La segregación se refuerza con factores como el género (las mujeres hasta hace poco recibían una educación diferente y aún hoy en día soportan obstáculos que frenan su avance), la geografía (la educación rural es más deficiente), la etnia (los indígenas y los negros reciben una educación más precaria), entre otros.

De todo esto resulta una sociedad escindida en, por lo menos, cuatro grupos más o menos definidos: uno, el de los privilegiados, con capacidad económica suficiente para esquivar la educación pública y pagar por una educación privada de alta calidad; dos, el de las personas de bajos recursos, principalmente en las ciudades, que logran acceder a la educación pública primaria y secundaria, desmejorada por la “trampa de la debilidad de los bienes públicos”, con lo cual difícilmente avanzan hacia la educación superior; tres, un grupo de clase media y media baja que logra ingresar, haciendo un gran esfuerzo económico, a instituciones privadas de baja calidad y que, una vez egresa al mercado laboral, no supera los niveles intermedios de ese mercado y cuatro, los excluidos del sistema educativo tanto en el campo como en las ciudades, bien sea porque nunca ingresaron, bien porque desertan en algún punto u otro. El gran contraste de esta división, en particular cuando se piensa en términos de derechos, está entre el primer grupo y los otros tres. Es decir, entre una élite que se educa por aparte, con los mejores estándares de calidad posibles, y el resto de la población que, en ocasiones, intenta emular a esos privilegiados, pero sin lograr estándares de calidad similares, o que simplemente, no intenta porque no puede o porque la educación que recibe es de muy baja calidad.

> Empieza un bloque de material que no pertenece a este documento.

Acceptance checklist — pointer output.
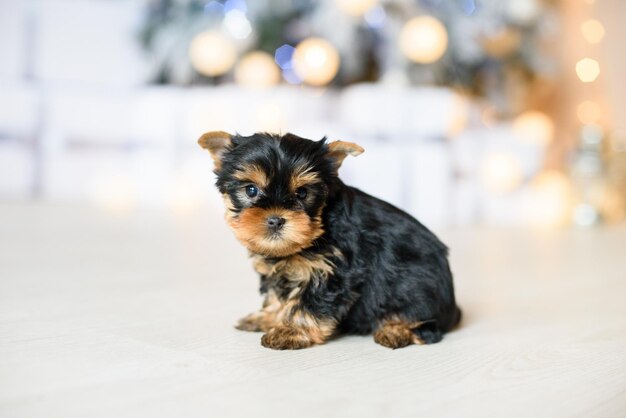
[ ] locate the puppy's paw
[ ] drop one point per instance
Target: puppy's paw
(251, 323)
(286, 338)
(395, 336)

La suerte que corren los individuos en la sociedad está marcada por su pertenencia a esos grupos. Es como si jugaran un partido de fútbol en una cancha inclinada, según la metáfora propuesta por John Roemer (1998). Mientras los jugadores de un equipo (grupos 2, 3 y 4) no solo tienen que superar a los jugadores rivales, sino que deben hacer un esfuerzo descomunal para correr hacia arriba y anotar en el arco contrario, los jugadores del otro equipo (grupo 1) tienen todas las condiciones favorables para superar a sus adversarios y anotar tantos. Esta metáfora, si bien es útil, es imperfecta porque en economía y, en general, en el desempeño social, no jugamos un juego de “suma cero”, es decir, un juego en el que unos ganan todo y otros pierden todo, como en el partido de fútbol. El juego de la educación es, en cambio, uno de “suma positiva”, esto es, que uno gane no significa que otro pierda. Muchos pueden ganar; más aún, mientras más gente gane, mejor para todos. Si corregimos las desigualdades de oportunidades, los grupos 2, 3 y 4 podrían ganar los partidos que el grupo 1 suele ganar y cuando esto ocurre todos los grupos se benefician: en una sociedad más justa no solo hay mayor estabilidad y armonía social, sino que se da buen uso a los talentos de todos los individuos que la conforman y esto produce beneficios para todos.

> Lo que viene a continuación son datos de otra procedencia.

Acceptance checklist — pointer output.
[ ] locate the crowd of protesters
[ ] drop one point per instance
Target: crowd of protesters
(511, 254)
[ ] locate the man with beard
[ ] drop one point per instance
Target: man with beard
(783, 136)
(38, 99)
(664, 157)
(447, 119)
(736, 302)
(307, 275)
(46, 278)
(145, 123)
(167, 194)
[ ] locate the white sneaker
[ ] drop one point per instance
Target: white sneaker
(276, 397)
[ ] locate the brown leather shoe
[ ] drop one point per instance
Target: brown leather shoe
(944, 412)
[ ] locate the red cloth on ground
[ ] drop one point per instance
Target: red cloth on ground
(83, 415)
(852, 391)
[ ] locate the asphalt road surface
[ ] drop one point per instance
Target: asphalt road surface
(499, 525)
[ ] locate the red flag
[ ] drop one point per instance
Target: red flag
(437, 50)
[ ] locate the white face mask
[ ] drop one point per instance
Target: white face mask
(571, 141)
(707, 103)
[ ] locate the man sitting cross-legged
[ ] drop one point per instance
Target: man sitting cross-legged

No solo la educación es determinante, claro, también están los genes, los antecedentes familiares, la cultura y las circunstancias sociales; pero una educación deficiente es un obstáculo muy difícil de franquear, incluso para los que, por otras razones, están mejor dotados. De hecho, existen intentos por lograr que los niños y jóvenes con más talento en los estratos 2, 3 y 4 entren a la educación de alta calidad, como se discute en el capítulo 8 de este libro. La filantropía, los bonos educativos y los proyectos de escuelas chárteres han hecho intentos por des-segregar el sistema educativo, pero su alcance en Colombia ha sido extremadamente limitado.

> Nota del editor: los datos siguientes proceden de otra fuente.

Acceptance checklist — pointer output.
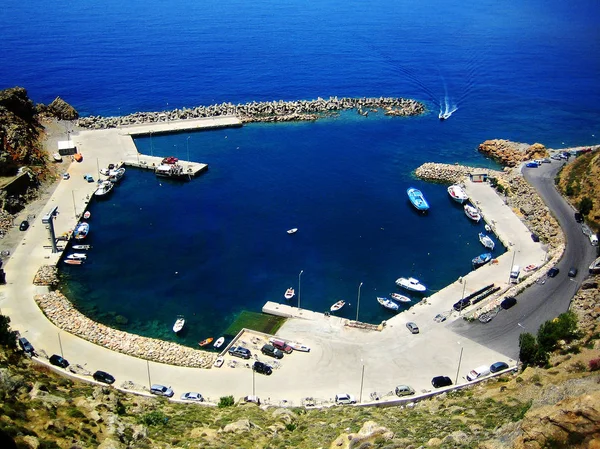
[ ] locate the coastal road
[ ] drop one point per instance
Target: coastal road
(540, 302)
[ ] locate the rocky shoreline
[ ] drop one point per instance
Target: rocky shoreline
(59, 310)
(274, 111)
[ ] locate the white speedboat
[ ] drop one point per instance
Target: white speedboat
(399, 297)
(472, 213)
(457, 193)
(388, 303)
(411, 284)
(179, 323)
(486, 241)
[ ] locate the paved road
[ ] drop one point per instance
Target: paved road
(540, 302)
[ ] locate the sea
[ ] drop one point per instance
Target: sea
(210, 248)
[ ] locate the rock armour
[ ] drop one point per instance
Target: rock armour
(274, 111)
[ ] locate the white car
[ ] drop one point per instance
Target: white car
(345, 398)
(191, 396)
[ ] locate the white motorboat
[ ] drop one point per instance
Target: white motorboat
(472, 213)
(104, 188)
(399, 297)
(179, 323)
(486, 241)
(388, 303)
(457, 193)
(219, 342)
(411, 284)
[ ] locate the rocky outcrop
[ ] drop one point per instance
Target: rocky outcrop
(273, 111)
(511, 154)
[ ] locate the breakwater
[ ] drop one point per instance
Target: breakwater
(273, 111)
(65, 316)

La educación pública de calidad fue pensada desde mediados del siglo XIX como una institución capaz de atenuar la suerte impuesta por las condiciones naturales y sobre todo por la condición social de los niños al nacer, como ocurría en el ancien régime (Bourdieu, 1985). La escuela pública en Francia, por ejemplo, era vista y lo sigue siendo, como el espacio de formación ciudadana en donde todos pueden, sin importar su proveniencia, al cabo de doce años de estudio, salir con oportunidades básicas similares para enfrentar el mundo y jugar el juego social. En los Estados Unidos, por su parte, el ideal igualitario está inscrito en una tradición cívica que ve la educación como un instrumento corrector de las diferencias sociales (Goldstein, 2014; Hanushek, Petersen y Woessmann, 2013) y que sustenta la conocida expresión: “if you’re willing to work hard and play by the rules, you should be able to get ahead”3. En un sistema de apartheid, en cambio, la educación no solo no redime de la desigualdad natural y social, sino que las acentúa; la escuela puede incluso convertirse en una condena (Mora, 2016). En el mejor de los casos, la educación de baja calidad favorece la movilidad social en rangos estrechos de la escala social y permite saltar, por ejemplo, de la clase baja a la media baja o a la media. Esto es un logro, por supuesto, pero un logro con un techo muy limitado.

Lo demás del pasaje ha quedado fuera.